In Energy Crunch World, the cost of energy has doubled. About 10 per cent of spending used to go into energy; that’s now about 20 per cent. In Energy Crunch World, the consumer price index has still risen by 10 per cent, and the situation is described by all reputable reporters as “inflation of 10 per cent”, just as in Inflation World. But the increase in prices is not “steady”; it’s not widespread; and it is unlikely to be “sustained”.
The risk of a self-perpetuating energy shock is small. It is hard to imagine that we would be spending 30 per cent of income on energy next year, 40 per cent the year after and 50 per cent the year after that. But the damage is bad enough; rather than being mildly disorienting, this is a crisis. A basic necessity has become unaffordable for many.
In Inflation World, stuff only seems more expensive because the price tags keep changing. That’s inflation. In Energy Crunch World, stuff really is more expensive. I’d venture to suggest that’s not inflation — it’s much worse.
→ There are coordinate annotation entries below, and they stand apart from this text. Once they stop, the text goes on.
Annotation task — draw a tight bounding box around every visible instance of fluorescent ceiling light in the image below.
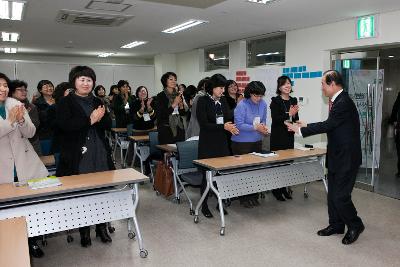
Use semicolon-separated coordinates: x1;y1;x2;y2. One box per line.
4;47;17;54
162;19;208;33
257;52;280;57
121;41;147;48
212;56;228;61
11;2;25;20
247;0;276;5
0;0;25;20
1;32;19;42
98;53;115;57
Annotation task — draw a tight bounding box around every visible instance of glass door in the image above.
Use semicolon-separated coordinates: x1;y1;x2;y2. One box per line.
332;51;384;191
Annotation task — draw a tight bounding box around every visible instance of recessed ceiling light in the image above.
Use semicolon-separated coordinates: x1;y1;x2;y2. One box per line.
1;32;19;42
0;0;25;20
162;19;208;33
98;53;115;57
257;52;280;57
247;0;277;5
4;47;17;54
121;41;147;48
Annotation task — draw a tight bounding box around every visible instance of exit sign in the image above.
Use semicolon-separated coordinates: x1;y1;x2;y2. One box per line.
357;16;376;39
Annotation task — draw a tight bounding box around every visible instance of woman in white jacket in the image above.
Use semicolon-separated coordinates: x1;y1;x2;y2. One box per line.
0;73;48;257
0;73;48;184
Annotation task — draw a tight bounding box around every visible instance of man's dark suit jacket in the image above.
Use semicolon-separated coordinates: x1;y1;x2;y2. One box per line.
301;92;362;173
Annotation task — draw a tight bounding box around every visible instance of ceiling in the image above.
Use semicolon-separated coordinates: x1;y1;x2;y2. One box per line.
0;0;400;58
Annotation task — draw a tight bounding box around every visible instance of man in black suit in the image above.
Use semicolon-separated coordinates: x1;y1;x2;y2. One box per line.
286;70;365;245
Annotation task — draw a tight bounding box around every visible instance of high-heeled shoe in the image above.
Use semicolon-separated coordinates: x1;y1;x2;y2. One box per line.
79;227;92;248
96;226;112;243
28;238;44;258
282;187;293;199
201;205;214;218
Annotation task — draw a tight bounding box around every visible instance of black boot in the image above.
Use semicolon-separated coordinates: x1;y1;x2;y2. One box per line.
96;223;112;243
282;187;293;199
201;204;214;218
272;188;285;201
79;226;92;248
28;240;44;258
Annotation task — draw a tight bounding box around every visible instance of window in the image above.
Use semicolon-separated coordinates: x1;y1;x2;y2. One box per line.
204;44;229;71
247;34;286;67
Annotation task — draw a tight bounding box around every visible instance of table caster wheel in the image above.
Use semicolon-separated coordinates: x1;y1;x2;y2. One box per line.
219;227;225;235
139;249;149;258
128;233;136;239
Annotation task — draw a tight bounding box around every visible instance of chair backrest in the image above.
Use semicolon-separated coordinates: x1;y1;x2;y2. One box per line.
176;140;199;169
40;139;53;156
149;132;162;159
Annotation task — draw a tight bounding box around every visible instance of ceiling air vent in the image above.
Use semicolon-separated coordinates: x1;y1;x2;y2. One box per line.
56;9;133;27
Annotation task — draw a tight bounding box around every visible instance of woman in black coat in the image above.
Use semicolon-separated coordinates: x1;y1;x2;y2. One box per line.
196;74;239;218
270;76;299;201
56;66;115;247
155;72;187;144
129;86;156;130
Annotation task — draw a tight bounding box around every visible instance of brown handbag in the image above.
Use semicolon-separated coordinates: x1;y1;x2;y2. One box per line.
154;161;174;197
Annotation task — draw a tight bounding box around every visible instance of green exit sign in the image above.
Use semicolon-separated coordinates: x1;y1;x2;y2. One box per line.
357;16;376;39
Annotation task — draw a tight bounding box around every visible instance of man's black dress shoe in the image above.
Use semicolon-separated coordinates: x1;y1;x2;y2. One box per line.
201;206;214;218
342;225;365;245
28;241;44;258
317;225;344;236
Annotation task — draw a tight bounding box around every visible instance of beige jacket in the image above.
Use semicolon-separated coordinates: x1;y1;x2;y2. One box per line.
0;97;48;184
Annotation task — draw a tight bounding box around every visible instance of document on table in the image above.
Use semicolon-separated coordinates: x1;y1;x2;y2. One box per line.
28;176;62;189
250;152;278;158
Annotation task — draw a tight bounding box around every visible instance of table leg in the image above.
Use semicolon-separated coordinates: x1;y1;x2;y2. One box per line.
131;183;149;258
206;171;225;235
194;171;212;223
171;157;180;204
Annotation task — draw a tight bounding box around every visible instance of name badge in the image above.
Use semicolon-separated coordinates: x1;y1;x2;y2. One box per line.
217;116;224;124
143;113;151;121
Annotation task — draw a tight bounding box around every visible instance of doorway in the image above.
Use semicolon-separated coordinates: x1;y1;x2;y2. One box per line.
331;47;400;199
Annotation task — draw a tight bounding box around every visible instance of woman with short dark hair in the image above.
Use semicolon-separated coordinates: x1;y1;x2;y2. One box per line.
270;76;299;201
113;80;135;128
56;66;115;247
155;72;187;144
33;80;56;140
231;81;268;208
196;74;239;218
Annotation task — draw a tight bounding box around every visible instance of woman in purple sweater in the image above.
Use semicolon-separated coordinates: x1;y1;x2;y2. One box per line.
231;81;268;208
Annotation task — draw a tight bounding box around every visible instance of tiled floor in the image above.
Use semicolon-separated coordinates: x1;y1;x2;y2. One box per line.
32;182;400;267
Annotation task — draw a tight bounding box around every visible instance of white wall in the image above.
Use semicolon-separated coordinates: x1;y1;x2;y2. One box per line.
0;54;156;97
176;7;400;149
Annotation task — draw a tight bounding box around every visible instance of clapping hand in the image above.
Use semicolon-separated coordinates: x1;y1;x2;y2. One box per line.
224;121;239;135
285;121;300;133
255;123;269;135
90;105;106;125
289;105;299;117
8;105;25;124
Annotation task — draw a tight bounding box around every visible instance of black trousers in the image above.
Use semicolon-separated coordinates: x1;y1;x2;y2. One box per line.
394;133;400;173
328;168;362;229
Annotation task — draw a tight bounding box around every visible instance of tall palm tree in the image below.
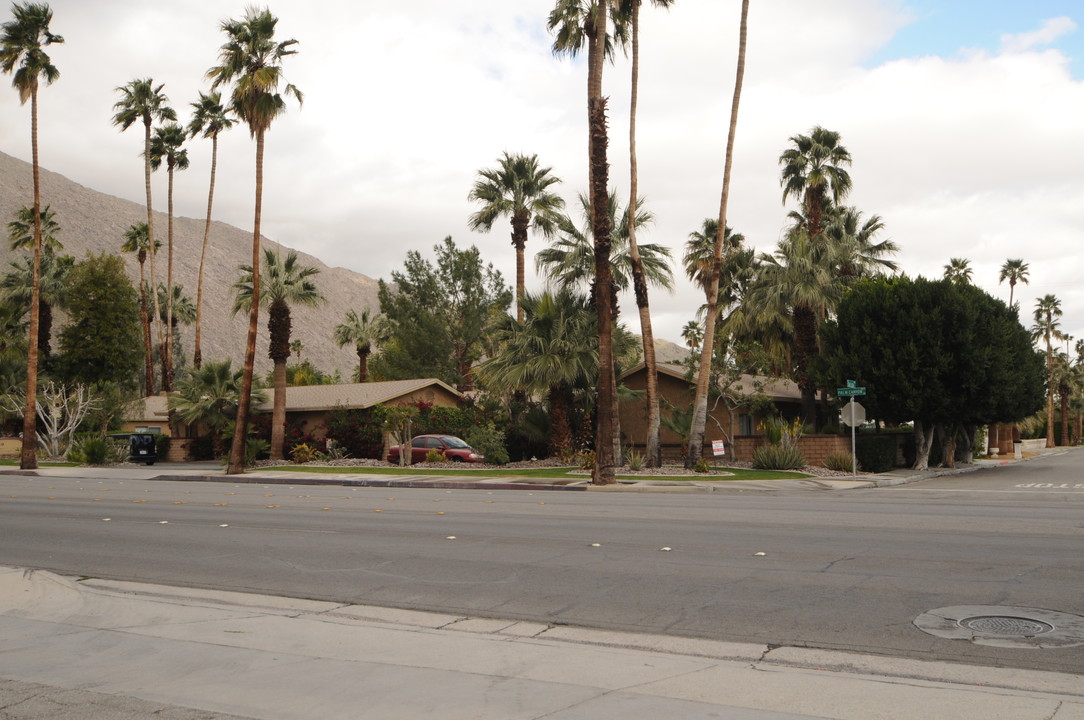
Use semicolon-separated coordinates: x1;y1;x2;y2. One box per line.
997;258;1030;308
625;0;673;467
8;205;64;253
534;192;673;294
233;249;326;460
0;2;64;470
779;126;851;243
120;222;162;395
478;288;598;457
168;360;266;458
151;123;189;391
113;78;177;388
1031;294;1061;448
685;0;749;467
547;0;627;485
335;308;385;383
944;257;972;285
0;249;75;362
467;153;565;321
188;92;233;369
207;8;302;474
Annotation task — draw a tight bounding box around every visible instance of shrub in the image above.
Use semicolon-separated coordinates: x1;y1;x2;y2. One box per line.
752;445;805;470
463;423;508;465
824;452;862;473
289;442;320;464
855;433;901;473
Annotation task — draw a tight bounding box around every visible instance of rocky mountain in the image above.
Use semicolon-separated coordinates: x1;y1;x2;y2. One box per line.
0;148;379;381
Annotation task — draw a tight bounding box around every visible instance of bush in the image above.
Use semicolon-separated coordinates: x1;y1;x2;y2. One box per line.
854;433;897;473
463;423;508;465
752;445;805;470
824;452;862;473
289;442;320;464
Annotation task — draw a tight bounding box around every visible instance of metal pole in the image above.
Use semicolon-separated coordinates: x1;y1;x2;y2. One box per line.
851;395;859;478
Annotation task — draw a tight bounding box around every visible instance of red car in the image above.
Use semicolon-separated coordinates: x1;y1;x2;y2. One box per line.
388;435;486;465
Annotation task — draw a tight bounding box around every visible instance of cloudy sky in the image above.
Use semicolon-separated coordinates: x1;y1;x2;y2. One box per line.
0;0;1084;349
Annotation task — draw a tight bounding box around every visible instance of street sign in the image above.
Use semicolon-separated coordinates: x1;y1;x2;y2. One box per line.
839;400;866;427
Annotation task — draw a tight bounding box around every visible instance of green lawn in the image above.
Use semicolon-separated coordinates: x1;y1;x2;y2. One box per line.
259;465;810;483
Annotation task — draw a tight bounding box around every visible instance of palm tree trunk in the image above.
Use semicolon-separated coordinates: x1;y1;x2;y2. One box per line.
588;0;616;485
629;0;662;467
358;350;369;383
685;0;749;467
271;360;286;460
192;132;218;370
18;87;41;470
143;119;166;389
162;164;175;393
139;262;155;396
225;129;263;475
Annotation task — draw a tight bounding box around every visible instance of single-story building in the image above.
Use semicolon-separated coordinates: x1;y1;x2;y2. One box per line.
136;377;466;462
619;363;850;463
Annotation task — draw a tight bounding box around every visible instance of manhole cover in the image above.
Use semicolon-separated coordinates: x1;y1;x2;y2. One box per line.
959;615;1054;638
914;605;1084;650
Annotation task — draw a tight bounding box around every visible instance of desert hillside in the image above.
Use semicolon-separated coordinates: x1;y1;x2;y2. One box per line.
0;148;378;381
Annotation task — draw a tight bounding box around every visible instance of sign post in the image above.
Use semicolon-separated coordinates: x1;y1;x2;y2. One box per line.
836;380;866;477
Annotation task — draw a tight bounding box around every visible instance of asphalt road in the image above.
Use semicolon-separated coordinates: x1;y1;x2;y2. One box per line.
0;452;1084;672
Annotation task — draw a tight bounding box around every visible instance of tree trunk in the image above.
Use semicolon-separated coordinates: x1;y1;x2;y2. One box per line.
139;262;155;396
18;87;41;470
143;117;166;389
629;0;662;467
225;130;263;475
685;0;749;467
512;208;531;324
588;0;616;485
913;420;933;471
271;360;286;460
162;163;175;393
192;132;218;370
358;350;369;383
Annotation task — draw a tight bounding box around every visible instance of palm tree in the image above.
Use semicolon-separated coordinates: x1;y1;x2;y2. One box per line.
8;205;64;253
478;288;601;457
168;360;266;458
1031;295;1061;448
233;250;326;460
335;308;385;383
207;8;302;474
189;92;233;368
0;2;64;470
467;153;565;321
113;78;177;388
627;0;673;467
0;249;75;362
120;222;162;395
997;258;1029;307
151;123;189;391
779;126;851;243
685;0;749;467
547;0;627;485
944;257;972;285
534;192;673;294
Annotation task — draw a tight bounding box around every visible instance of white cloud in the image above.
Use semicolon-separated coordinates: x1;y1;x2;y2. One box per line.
1001;17;1076;53
0;0;1084;349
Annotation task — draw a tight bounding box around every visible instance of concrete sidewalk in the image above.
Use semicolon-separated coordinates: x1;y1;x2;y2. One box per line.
0;455;1023;492
0;568;1084;720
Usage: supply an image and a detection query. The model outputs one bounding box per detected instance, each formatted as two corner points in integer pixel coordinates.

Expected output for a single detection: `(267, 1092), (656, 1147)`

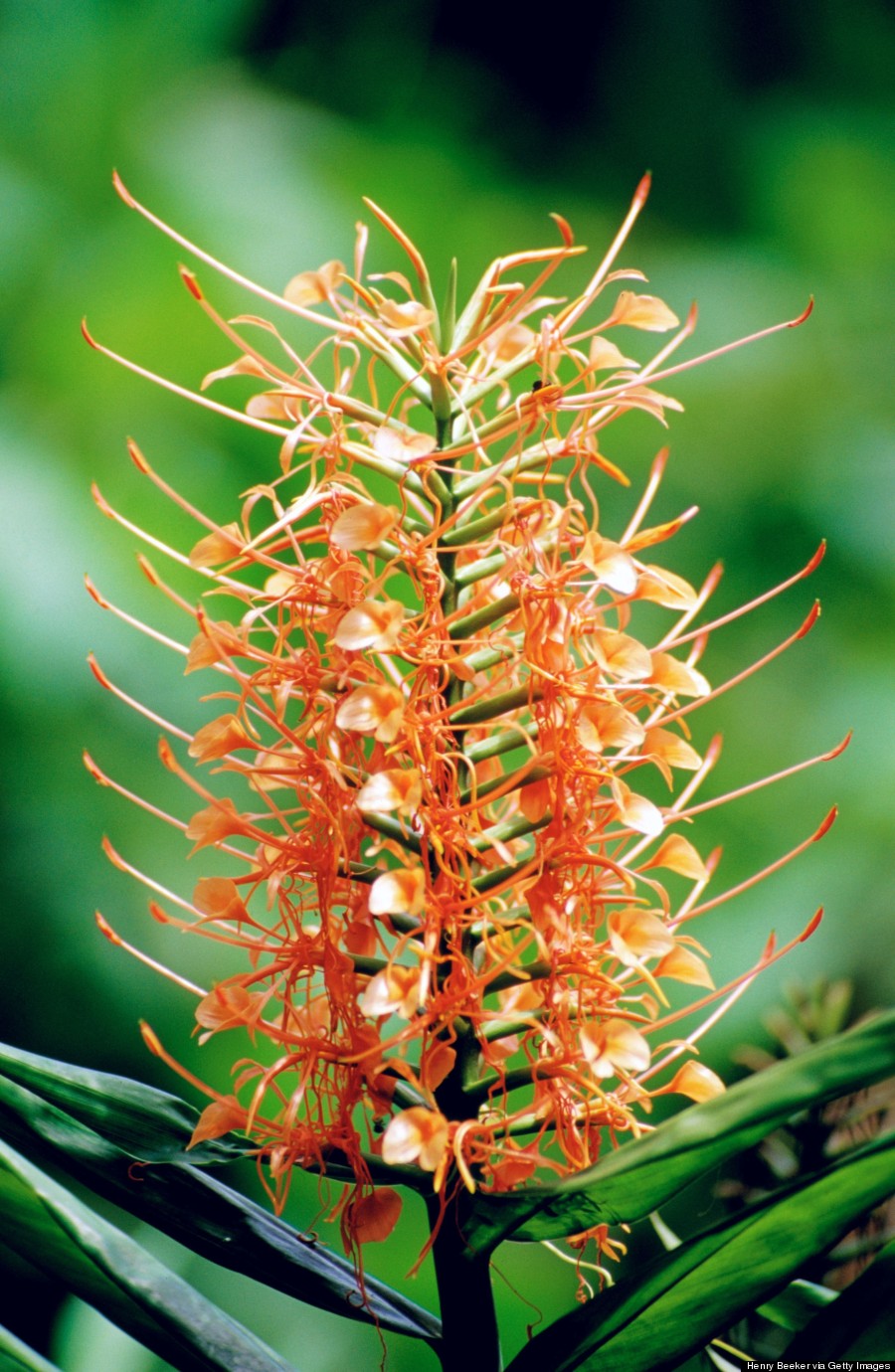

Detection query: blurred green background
(0, 0), (895, 1372)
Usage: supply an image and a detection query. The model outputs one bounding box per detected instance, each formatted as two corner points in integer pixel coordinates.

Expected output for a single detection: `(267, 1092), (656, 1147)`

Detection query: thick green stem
(430, 1191), (502, 1372)
(429, 387), (502, 1372)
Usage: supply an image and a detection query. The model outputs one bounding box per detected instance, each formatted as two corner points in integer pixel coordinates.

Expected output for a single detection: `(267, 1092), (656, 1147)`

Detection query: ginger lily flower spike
(84, 178), (844, 1294)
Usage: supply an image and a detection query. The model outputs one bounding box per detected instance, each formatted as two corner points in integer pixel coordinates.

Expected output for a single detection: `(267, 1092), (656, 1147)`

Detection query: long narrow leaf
(506, 1134), (895, 1372)
(0, 1324), (59, 1372)
(0, 1144), (298, 1372)
(787, 1235), (895, 1361)
(464, 1011), (895, 1258)
(0, 1077), (441, 1340)
(0, 1044), (241, 1166)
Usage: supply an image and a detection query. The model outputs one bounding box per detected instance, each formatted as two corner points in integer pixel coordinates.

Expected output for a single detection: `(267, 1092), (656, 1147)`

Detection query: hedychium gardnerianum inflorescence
(84, 178), (841, 1338)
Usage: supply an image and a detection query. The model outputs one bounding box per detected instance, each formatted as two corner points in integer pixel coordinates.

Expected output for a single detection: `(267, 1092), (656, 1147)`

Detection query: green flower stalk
(86, 178), (844, 1372)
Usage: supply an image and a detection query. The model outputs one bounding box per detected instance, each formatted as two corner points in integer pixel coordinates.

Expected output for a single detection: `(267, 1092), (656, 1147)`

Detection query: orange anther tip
(799, 906), (823, 943)
(820, 729), (854, 763)
(137, 553), (158, 586)
(551, 212), (575, 249)
(83, 752), (108, 786)
(180, 266), (202, 300)
(140, 1019), (163, 1058)
(100, 834), (125, 871)
(812, 805), (838, 842)
(797, 600), (820, 638)
(90, 481), (114, 519)
(127, 437), (149, 476)
(84, 577), (109, 609)
(87, 653), (111, 690)
(94, 910), (120, 946)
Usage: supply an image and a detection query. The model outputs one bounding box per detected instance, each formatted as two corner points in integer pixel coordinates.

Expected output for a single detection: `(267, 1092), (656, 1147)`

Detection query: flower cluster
(86, 181), (832, 1243)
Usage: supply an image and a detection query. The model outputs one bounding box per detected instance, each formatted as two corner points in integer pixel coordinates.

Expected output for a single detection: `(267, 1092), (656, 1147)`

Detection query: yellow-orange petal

The same distinction applies when things get cheaper thanks to technological progress. Music is much cheaper than it used to be, as are laptops and solar panels. And by “cheaper” I don’t mean in the almost-meaningless sense that there are fewer digits on the price tag. I mean cheaper in the only way that really matters, which is that they require fewer resources to produce and are therefore affordable in greater quantities to more people.
Perhaps I am doomed to fail in my project to disentangle real price changes from inflation. The real world, of course, contains elements of both, so confusion is inevitable. We are dealing with a temporary but very painful increase in the real cost of energy and food, as in Energy Crunch World, but we have also seen loose money and broader increases in prices, as in Inflation World.
But the two sources of higher prices require quite different policy responses. In Inflation World, inflation is a monetary phenomenon and needs a monetary response such as higher interest rates. In Energy Crunch World, the rise in prices needs a real-world response in the form of support for struggling households, and every effort to reduce demand and to find new sources of supply.
Look around and you’ll see plenty of confusion on this point. In the US, the recently signed Inflation Reduction Act is no such thing. It promises to squeeze the price of expensive pharmaceuticals, give tax credits for low-carbon energy sources and tighten some tax loopholes. These are promising policies, but if they work they will work by improving the structure of the real economy, not by tightening monetary conditions.
The same logic applies to US proposals to toughen competition policy. If a monopoly is broken up and its fat mark-ups reduced, the result should be that prices fall and incentives to improve quality and service increase. That should mean a one-off boost in real living standards, arguably far more important than any impact on inflation. If it affects inflation at all, it will be a temporary blip — and “reduces inflation” never was, and never should be, the test of competition policy.
Or consider the idea of a universal basic income. It’s often attacked on the grounds that it is inflationary, but there is nothing particularly inflationary about raising taxes and using the money to fund a basic income. The case against a basic income is nothing to do with inflation: it’s that those higher taxes plus the availability of unconditional cash might produce too much of a disincentive to work for too many people.
Friedman was oversimplifying when he declared that inflation was always and everywhere a monetary phenomenon. But the statement is not far wrong and has a bracing clarity. If you try to evaluate clean energy subsidies, support for cutting edge research, competition policy or tax reform through the lens of inflation-busting, you’re missing the point. These policies stand or fall on their real-world merits.
Meanwhile, the best long-run prediction of inflation is that five years out, the inflation rate will be whatever independent central banks want it to be. Even if elected governments could help, they have plenty of serious economic problems to keep them busy. Perhaps they should start there.